Şimdi gerilla alanlarına yönelik bir işgal saldırısı durumu var. Elbette gerilla da buna karşı direnecektir. Sadece Garê’de değil, diğer tüm alanlarda gelişen saldırılara karşı direniş sürüyor. Eğer keşif uçakları olmazsa Beradost’ta alanındaki tepelerde 24 saat askerin kalması mümkün değil. Heftanin’de ve diğer tüm alanlarda durum böyledir. Bu tarz işgal saldırılarında kontrol gerillanın elindedir. Dikkat ederseniz, kendileri saldırıyor, güç indiriyor güç yığıyor 5,6 saat boyunca bombalıyor, ama gerillanın bir mermisi ile psikolojik olarak alt üst oluyorlar. Tüm saldırılarda gerilla geliştirdiği direnişle işgalcilere büyük darbe vurdu. Hangi ordu olursa olsun, gerilla taktikleri karşısında başarı şansları yoktur. Düzenli olan sabit olan dağda kaybeder.”

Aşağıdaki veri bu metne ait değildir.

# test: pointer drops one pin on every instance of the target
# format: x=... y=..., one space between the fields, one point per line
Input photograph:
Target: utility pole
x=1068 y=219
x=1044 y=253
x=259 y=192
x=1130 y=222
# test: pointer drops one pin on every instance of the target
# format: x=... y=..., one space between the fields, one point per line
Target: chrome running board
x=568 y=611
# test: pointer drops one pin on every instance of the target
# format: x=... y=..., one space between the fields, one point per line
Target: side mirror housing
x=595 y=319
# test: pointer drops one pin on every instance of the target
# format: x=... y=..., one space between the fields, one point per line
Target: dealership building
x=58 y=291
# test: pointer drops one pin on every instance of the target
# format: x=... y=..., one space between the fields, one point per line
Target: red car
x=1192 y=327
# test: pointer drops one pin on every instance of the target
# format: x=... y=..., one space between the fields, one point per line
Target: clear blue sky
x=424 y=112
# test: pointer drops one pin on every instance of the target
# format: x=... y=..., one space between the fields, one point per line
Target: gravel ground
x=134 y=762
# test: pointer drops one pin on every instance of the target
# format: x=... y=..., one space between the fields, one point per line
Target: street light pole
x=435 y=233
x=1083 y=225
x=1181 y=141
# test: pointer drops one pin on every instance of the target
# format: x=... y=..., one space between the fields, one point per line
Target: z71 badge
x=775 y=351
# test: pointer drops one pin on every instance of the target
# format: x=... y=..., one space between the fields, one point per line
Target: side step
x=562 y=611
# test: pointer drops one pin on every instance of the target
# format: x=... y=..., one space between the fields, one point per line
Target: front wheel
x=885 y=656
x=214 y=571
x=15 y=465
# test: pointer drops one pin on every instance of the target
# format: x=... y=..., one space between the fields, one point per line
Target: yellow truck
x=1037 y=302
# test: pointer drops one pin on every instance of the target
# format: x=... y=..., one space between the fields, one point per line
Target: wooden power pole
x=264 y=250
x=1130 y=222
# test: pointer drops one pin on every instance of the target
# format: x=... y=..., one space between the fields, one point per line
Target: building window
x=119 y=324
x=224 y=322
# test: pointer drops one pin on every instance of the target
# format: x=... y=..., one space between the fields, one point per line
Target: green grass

Türk devletinin kayıplarını ilk olarak sosyal medya hesaplarından yaptıkları paylaşımlar ile duyurmasının dikkat çekici olduğunu söyleyen gazeteci Seyit Evran, “Türk devleti kayıplarını yavaş yavaş açıklamaya başladı. Eski Özel harekâtçı Abdullah Ağar savaşı kışkırtmak amacıyla gerçekleri manipüle ediyor. Kaldı ki, Türklere ait sosyal medya hesaplarından çok sayıda ölü ve yaralılarının olduğuna ilişkin paylaşımlar yapıldı” dedi.

BAZI GÜÇLERİN DIŞINDA HERKES İŞGAL SALDIRISINA KARŞI

Hulusi Akar’ın ziyaretinden sonra Garê’ye yönelik işgal saldırısının başlatılmasının, saldırı planının bu görüşmelerde ele alındığını gösterdiğini söyleyen Evran, “19 Ocak günü Hewler’de yapılan görüşmelerde kimi hususlarda mutabık kalındı. Fakat, ben KDP’nini tamamının bu savaştan yana olmadığını düşünüyorum. KDP’li olarak bilinen bazı kesimler bu işgalden yana değil. Örneğin bölgedeki peşmerge güçlerinin bazıları, aşiretler KDP’lidirler. Fakat savaşı istemiyorlar. Halkın desteklediği peşmerge güçleri bu savaşa katılmıyor” dedi.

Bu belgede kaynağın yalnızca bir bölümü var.